On Monday, ratings agency Standard & Poor’s stripped the United Kingdom (UK) of its last triple-A rating from one of the big three agencies, warning that the vote to leave the EU was a “seminal” development that will undermine the country’s policy regime, weaken growth and endanger Britain’s macroeconomic position. Fitch, another agency, also cut the UK’s rating.
In the first two trading days since the result of the referendum was announced, more than US$3 trillion was wiped off the value of global equity markets – with advanced economies accounting for nearly all of the losses – in the worst two-day decline in stocks since the outbreak of the 2008 financial crisis.

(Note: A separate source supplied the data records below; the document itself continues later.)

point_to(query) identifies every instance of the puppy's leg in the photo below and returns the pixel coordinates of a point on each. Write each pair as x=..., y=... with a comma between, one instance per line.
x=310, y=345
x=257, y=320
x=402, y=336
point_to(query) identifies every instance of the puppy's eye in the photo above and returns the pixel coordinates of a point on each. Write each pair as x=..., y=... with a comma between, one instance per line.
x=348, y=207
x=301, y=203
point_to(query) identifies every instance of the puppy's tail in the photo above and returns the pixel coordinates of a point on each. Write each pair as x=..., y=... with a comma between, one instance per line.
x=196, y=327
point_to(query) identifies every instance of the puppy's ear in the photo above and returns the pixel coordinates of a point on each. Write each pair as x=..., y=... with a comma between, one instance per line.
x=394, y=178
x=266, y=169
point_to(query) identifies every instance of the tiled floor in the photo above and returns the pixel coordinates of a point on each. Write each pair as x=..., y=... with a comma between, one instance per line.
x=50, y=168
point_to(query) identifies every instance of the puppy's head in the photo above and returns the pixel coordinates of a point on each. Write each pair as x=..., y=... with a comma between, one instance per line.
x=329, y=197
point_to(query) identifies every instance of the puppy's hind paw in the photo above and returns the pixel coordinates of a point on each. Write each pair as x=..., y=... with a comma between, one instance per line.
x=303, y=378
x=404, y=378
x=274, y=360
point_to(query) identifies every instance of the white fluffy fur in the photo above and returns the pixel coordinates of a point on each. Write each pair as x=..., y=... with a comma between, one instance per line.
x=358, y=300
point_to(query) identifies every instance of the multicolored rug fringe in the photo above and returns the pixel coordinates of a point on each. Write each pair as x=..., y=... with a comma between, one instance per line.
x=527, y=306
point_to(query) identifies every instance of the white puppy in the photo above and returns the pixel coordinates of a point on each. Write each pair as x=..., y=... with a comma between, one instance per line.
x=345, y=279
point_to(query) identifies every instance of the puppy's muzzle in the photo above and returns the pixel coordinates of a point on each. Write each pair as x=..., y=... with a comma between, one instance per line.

On Tuesday and Wednesday, investor sentiment improved somewhat, with the pound staging a rally but still 10 per cent lower against the dollar than on the day of the referendum. Global stock markets also rebounded, mainly because of expectations that central banks will be forced to intervene to stabilise markets.
Yet in a sign of the degree of Brexit-induced fear in markets, so-called “haven” assets such as gold, “core” government bonds and the Japanese yen remain in strong demand. The yield on benchmark 10-year US Treasury bonds has fallen to 1.4 per cent – its lowest level since the height of the eurozone crisis in July 2012 – while the price of gold has risen to US$1,320 an ounce, a two-year high.
Moreover, yields on Japanese bonds with a maturity of up to 40 years have fallen to below 0.1 per cent for the first time.
Make no mistake, Britain’s decision to withdraw from the EU is a game-changing development both for the UK and Europe which will lead to political, economic and financial uncertainty at a time when central banks can no longer be relied on to stabilise markets.
While sentiment may have improved following a dramatic two-day sell-off, it is fanciful to think that the withdrawal of the EU’s second-biggest economy from the bloc – and whose London-based financial sector accounts for a quarter of all EU financial services income and 40 per cent of financial services exports, according to the Bank of England (BoE) – will not undermine investor confidence and increase the scope for a much sharper deterioration in market conditions in the coming weeks.
Investors must now contend with a number of extremely worrying developments.
The most conspicuous one is the sudden emergence of a dysfunctional UK political system which has damaged the country’s policy regime and, together with a brewing constitutional crisis (Scotland is already preparing the ground for a second independence referendum as a fallback option to remain in the EU), has cost Britain its remaining triple-A rating.
Amid the financial turmoil unleashed by the UK’s decision to leave the EU, investors now face the prospect of months of political uncertainty, with a dangerous leadership vacuum at the top of both the ruling Conservative party and the opposition Labour party and, just as worryingly, no clear plan from the “Brexiteers” on the way forward.
A potentially more troubling development is the danger that “Brexit risk” amplifies “Trump risk” as investors become more sensitive to political risk, in particular the possibility that Donald Trump, the populist anti-establishment Republican presidential candidate, will win November’s US election.
Convergex, a US brokerage, notes that “the Brexit vote has burrowed its way into American political consciousness with a simple question: “Could it happen here, [or] code for could Trump actually become President.”
The third major risk, which could determine how severe the post-Brexit deterioration in sentiment will be, is diminishing investor confidence in the efficacy of monetary policy.
Ultra-loose financial conditions, in particular the imposition of negative interest rates in Japan and the eurozone, have already triggered a fierce backlash from banks and money market funds and have distorted asset prices to dangerous levels. The Bank of Japan (BoJ), moreover, is unable to counter the surge in the yen, whose status as a haven currency is outweighing the effects of aggressive monetary easing.
Lastly, it is not clear whether a Brexit will occur given that the UK parliament has yet to invoke Article 50 of the EU treaty which sets in motion the legal and formal process of exiting the bloc.
Investors should prepare for a long, hot summer of uncertainty and instability.